As you can tell from the summary and the short snippet, the world building is quite fantastic. If anything, we get it a little too fast. One can only imagine that Ms. Shannon has so much to say about this world-a horrible future with a literal witch-hunt. I will say that the first 150 pages or so were a bit hard to get through. The influx of information was so rich that I felt it overshadowed Paige’s story. But as I said, there is so much about this world that needed to be told to us. We are thrust into this underground world, with its nooks and crannies of 1-4 Cohort and it’s language. Floxy, Voyants, Archon, Aether, Amaurosis are all a part of the world Paige lives in and Thank God for the glossary in the back. However, once you get over that, the rest of the novel is smooth sailing and as I said earlier, I devoured it.

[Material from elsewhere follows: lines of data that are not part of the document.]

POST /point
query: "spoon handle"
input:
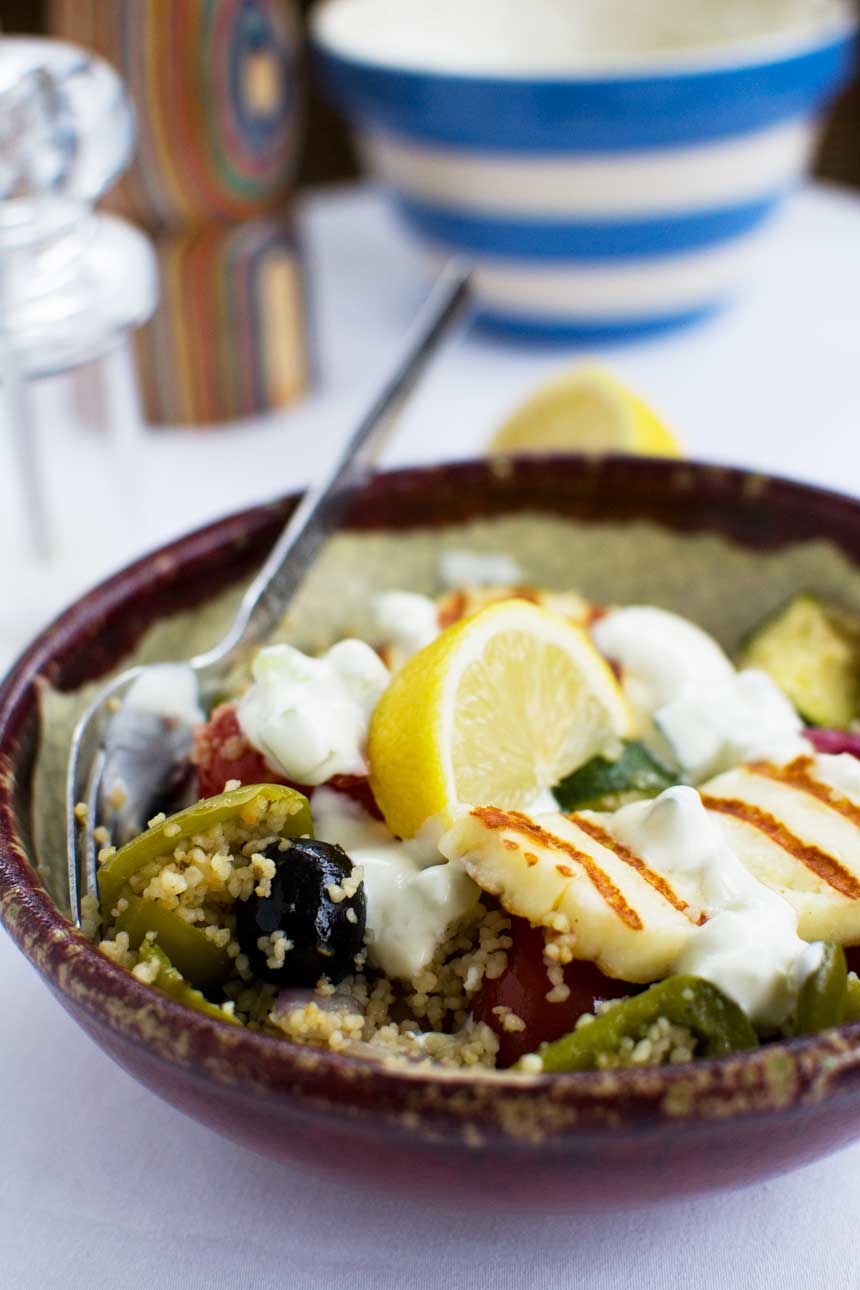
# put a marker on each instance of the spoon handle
(324, 505)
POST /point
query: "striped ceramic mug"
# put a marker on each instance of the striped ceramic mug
(607, 167)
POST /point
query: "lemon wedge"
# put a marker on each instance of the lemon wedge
(499, 707)
(584, 410)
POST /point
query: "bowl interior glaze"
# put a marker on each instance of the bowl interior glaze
(587, 1139)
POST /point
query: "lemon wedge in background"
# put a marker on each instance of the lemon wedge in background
(584, 410)
(499, 707)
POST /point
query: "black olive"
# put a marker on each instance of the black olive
(325, 934)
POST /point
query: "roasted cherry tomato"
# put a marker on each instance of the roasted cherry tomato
(222, 754)
(524, 986)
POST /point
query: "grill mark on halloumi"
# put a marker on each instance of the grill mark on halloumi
(636, 862)
(797, 775)
(825, 867)
(516, 822)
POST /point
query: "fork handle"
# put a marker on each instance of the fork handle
(322, 507)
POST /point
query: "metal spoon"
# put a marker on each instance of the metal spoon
(116, 742)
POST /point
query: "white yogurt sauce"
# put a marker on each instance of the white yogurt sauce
(414, 895)
(745, 717)
(310, 716)
(841, 772)
(166, 690)
(681, 684)
(404, 621)
(749, 947)
(662, 655)
(478, 569)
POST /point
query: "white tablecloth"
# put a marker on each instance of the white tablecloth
(101, 1184)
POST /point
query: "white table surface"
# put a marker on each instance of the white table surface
(101, 1184)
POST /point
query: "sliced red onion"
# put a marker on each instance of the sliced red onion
(833, 741)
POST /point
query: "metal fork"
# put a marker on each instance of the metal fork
(110, 734)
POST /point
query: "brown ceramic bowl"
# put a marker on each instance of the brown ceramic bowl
(552, 1142)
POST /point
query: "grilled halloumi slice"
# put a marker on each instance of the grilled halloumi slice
(567, 873)
(797, 828)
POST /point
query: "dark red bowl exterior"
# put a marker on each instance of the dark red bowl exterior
(549, 1142)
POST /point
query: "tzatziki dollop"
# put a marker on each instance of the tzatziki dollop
(748, 946)
(414, 895)
(310, 716)
(690, 699)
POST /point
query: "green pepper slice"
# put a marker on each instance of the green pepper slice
(851, 1010)
(821, 1001)
(604, 784)
(115, 873)
(187, 947)
(720, 1024)
(170, 982)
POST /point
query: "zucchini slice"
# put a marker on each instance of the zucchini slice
(602, 784)
(811, 650)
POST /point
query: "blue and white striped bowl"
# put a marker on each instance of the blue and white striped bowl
(623, 196)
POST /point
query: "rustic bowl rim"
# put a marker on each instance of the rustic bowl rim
(775, 1075)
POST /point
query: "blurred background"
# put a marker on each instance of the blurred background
(195, 317)
(329, 154)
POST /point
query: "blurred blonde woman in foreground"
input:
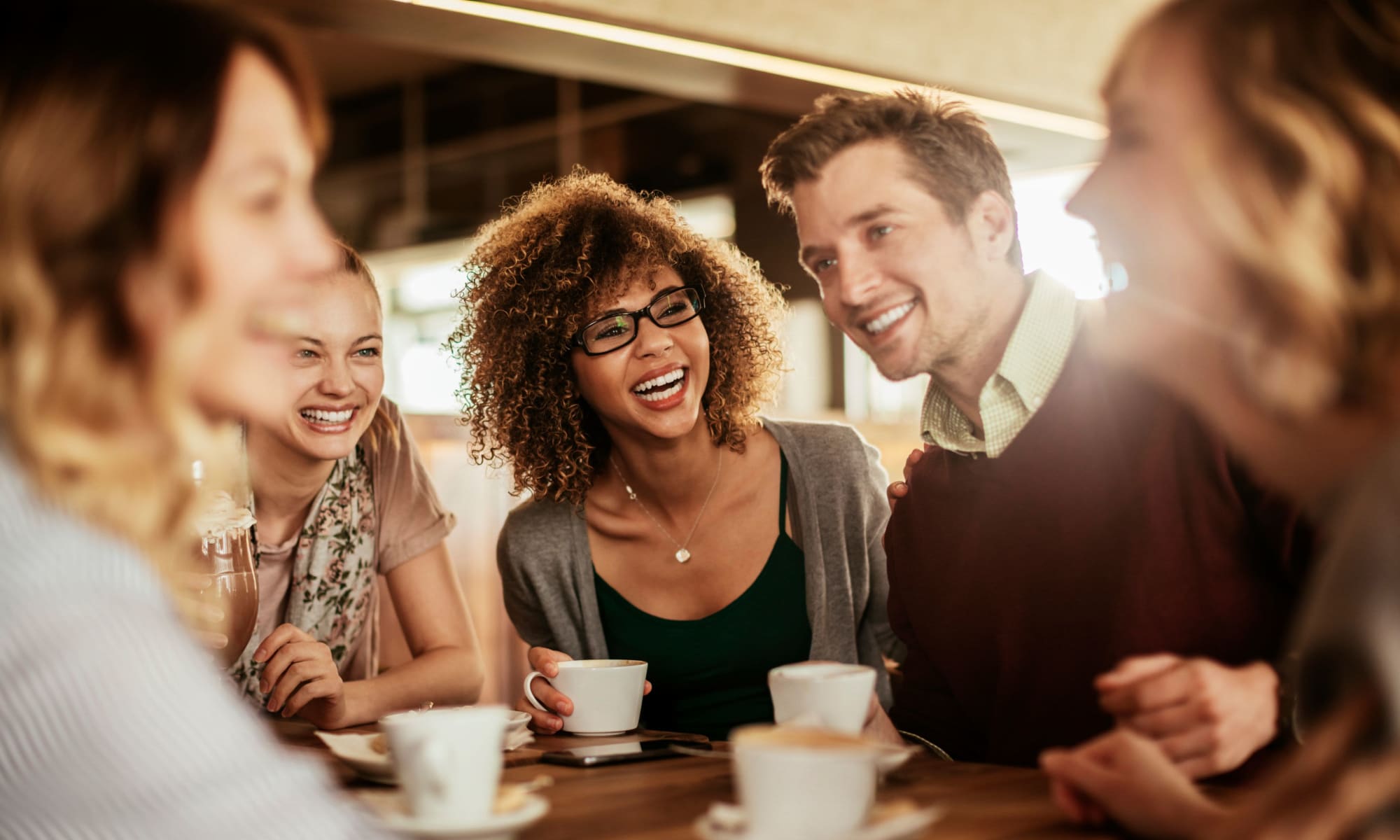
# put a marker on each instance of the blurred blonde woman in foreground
(156, 167)
(1250, 190)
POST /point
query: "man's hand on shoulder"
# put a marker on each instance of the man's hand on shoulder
(1208, 718)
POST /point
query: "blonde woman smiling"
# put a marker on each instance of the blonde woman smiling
(344, 498)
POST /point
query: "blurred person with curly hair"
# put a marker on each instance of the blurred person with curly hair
(618, 360)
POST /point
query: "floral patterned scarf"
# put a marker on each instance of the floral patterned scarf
(332, 573)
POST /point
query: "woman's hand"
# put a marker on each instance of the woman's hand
(901, 489)
(878, 727)
(303, 678)
(547, 662)
(1128, 778)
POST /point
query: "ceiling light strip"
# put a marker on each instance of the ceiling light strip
(746, 59)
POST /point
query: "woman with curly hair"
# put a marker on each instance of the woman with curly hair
(617, 360)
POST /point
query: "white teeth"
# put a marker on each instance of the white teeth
(662, 396)
(663, 380)
(886, 321)
(330, 418)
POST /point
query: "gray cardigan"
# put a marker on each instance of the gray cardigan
(836, 502)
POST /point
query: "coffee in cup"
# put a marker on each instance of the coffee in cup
(803, 783)
(828, 695)
(449, 761)
(607, 695)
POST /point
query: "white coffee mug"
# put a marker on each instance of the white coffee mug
(814, 792)
(449, 760)
(607, 695)
(830, 695)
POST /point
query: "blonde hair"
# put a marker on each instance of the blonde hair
(1300, 178)
(102, 139)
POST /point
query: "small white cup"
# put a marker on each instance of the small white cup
(607, 695)
(830, 695)
(449, 760)
(810, 792)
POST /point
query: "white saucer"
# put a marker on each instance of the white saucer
(726, 822)
(499, 827)
(358, 751)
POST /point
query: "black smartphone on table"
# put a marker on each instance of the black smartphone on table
(621, 754)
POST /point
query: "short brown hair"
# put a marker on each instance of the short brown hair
(530, 281)
(948, 146)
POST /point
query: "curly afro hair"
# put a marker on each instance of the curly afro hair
(531, 278)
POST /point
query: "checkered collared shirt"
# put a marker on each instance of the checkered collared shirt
(1028, 370)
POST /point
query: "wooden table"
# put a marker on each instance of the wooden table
(662, 800)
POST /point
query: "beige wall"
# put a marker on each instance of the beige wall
(1048, 54)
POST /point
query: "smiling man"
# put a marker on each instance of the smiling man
(1074, 551)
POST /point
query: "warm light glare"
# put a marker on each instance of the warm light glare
(732, 57)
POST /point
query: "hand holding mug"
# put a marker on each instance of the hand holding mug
(558, 705)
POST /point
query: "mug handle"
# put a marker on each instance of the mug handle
(530, 695)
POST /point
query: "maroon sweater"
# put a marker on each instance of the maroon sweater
(1114, 526)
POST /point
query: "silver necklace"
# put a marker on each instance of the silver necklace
(682, 554)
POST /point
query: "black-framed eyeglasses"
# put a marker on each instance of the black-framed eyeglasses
(614, 332)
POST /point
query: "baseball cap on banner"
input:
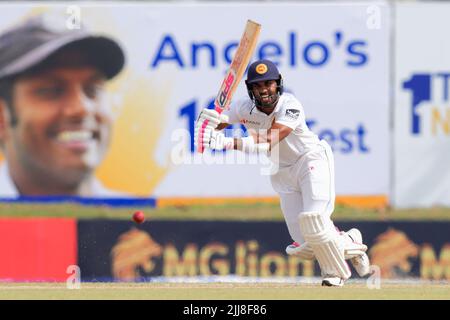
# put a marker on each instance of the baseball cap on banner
(30, 43)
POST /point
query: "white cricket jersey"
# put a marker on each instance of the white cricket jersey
(288, 112)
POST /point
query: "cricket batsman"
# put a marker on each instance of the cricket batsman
(305, 178)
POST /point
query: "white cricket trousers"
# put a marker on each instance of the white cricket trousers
(306, 186)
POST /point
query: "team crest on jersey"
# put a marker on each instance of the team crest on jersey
(261, 68)
(292, 114)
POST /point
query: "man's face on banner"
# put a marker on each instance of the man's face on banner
(63, 119)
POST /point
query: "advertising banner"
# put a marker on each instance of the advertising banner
(333, 57)
(37, 249)
(118, 250)
(422, 106)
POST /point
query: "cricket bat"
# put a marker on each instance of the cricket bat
(235, 72)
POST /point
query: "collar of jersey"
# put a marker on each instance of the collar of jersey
(277, 108)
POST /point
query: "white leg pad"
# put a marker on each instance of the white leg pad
(304, 251)
(320, 233)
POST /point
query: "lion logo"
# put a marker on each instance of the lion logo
(391, 253)
(135, 249)
(261, 68)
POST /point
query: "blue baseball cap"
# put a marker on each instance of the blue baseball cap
(36, 39)
(262, 70)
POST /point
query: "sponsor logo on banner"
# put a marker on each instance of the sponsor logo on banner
(134, 249)
(399, 250)
(430, 106)
(391, 252)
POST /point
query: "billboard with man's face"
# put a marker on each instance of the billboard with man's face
(134, 132)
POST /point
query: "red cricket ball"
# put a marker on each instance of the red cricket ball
(138, 217)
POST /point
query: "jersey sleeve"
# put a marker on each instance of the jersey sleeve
(291, 114)
(233, 113)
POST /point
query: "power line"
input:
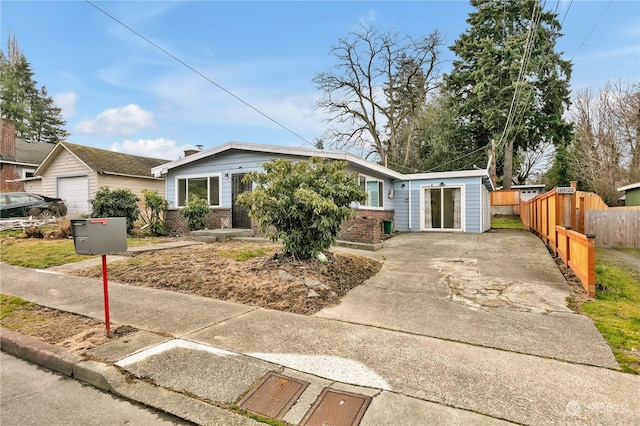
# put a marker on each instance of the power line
(592, 28)
(199, 73)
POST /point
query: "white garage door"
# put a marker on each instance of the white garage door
(75, 193)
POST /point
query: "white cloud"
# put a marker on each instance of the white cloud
(125, 120)
(154, 148)
(66, 101)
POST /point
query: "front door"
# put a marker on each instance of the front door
(239, 217)
(442, 208)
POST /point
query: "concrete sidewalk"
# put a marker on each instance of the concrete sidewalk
(444, 334)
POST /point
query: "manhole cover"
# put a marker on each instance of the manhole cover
(273, 395)
(337, 408)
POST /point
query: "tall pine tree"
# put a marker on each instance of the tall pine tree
(508, 83)
(33, 111)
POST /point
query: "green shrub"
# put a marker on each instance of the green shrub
(302, 204)
(155, 207)
(116, 203)
(195, 213)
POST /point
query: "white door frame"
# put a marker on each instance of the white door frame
(463, 203)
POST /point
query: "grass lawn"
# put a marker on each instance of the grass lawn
(616, 309)
(506, 222)
(43, 253)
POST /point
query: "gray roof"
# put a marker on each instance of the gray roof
(108, 162)
(103, 161)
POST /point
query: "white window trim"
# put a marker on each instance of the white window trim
(218, 175)
(463, 208)
(372, 179)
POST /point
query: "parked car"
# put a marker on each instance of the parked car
(22, 204)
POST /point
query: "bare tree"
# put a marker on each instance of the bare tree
(606, 151)
(376, 91)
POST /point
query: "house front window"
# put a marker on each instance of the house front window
(374, 189)
(204, 187)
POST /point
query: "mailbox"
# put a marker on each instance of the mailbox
(99, 235)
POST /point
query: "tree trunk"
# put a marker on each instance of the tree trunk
(507, 176)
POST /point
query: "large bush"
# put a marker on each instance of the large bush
(116, 203)
(155, 207)
(195, 213)
(302, 204)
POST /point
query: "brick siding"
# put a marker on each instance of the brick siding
(175, 225)
(8, 152)
(366, 227)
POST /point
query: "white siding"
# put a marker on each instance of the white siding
(136, 185)
(75, 193)
(234, 162)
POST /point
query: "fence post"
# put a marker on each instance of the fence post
(591, 265)
(574, 196)
(581, 216)
(567, 247)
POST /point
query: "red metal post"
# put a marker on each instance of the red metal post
(106, 294)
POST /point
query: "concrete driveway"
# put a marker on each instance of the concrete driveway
(499, 290)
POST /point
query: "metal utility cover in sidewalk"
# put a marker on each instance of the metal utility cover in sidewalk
(273, 395)
(337, 408)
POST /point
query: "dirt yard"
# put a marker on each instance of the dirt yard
(252, 273)
(265, 279)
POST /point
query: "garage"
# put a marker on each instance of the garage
(75, 193)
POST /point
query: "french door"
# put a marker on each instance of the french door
(442, 208)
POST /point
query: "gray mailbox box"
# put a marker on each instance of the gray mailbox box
(99, 235)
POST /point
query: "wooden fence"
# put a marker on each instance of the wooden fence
(553, 216)
(614, 227)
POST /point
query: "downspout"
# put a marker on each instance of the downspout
(409, 204)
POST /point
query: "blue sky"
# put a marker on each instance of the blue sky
(118, 92)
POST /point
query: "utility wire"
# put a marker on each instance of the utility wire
(198, 72)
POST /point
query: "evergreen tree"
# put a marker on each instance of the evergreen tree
(509, 84)
(34, 113)
(47, 124)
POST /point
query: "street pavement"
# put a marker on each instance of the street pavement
(454, 329)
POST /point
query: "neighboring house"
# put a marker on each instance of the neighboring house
(18, 158)
(447, 201)
(631, 194)
(75, 173)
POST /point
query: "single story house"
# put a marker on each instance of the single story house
(631, 194)
(75, 173)
(19, 158)
(444, 201)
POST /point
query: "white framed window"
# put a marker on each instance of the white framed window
(205, 187)
(375, 191)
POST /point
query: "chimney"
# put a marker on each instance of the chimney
(8, 143)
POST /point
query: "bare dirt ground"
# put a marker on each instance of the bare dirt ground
(266, 279)
(75, 333)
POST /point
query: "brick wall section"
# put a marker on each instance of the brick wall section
(9, 172)
(8, 151)
(175, 225)
(366, 227)
(8, 142)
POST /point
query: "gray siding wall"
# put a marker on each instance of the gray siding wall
(473, 203)
(236, 161)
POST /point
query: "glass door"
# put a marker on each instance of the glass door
(442, 208)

Ms. Shannon hits her mark with the first big confrontation in the novel-when Paige is sent on assignment. It is perfect-the set-up, the tension, the pacing. I was at a deli downtown in Manhattan on a lunch break, hunched over at a small table, trying to read as fast as possible. The relationships she has set up and how they unravel are also perfect. There are a few characters that really jump off the page. I formed an attachment to a few characters very early on in the book. And once the action starts, it keeps moving. It’s like watching an episode of Buffy, where there are brilliantly placed twists and turns and major character development in the span of a few scenes. Paige grew for me, from the underground criminal to a determined leader. I want to spend six other books with her and the Seven Seals. Warden, the Rephaim creature I mentioned before, is also a figure that Ms. Shannon must be commended for. As a secondary character, he shines. He’s an enigma wrapped in ectoplasm and 200 years of burdened secrets. But I don’t want to tell you too much. All I can say is that he is a perfect character to add to the already stunning story.
There’s so much I could say about this book. I could go on for pages about the worldbuilding. I’d also like to gush about Warden, Nick and the other supporting characters that could easily have their own spin-off series. But I won’t. Because this book is too good to spoil for anyone and I urge you to just buy it as soon as it comes out. You won’t be sorry.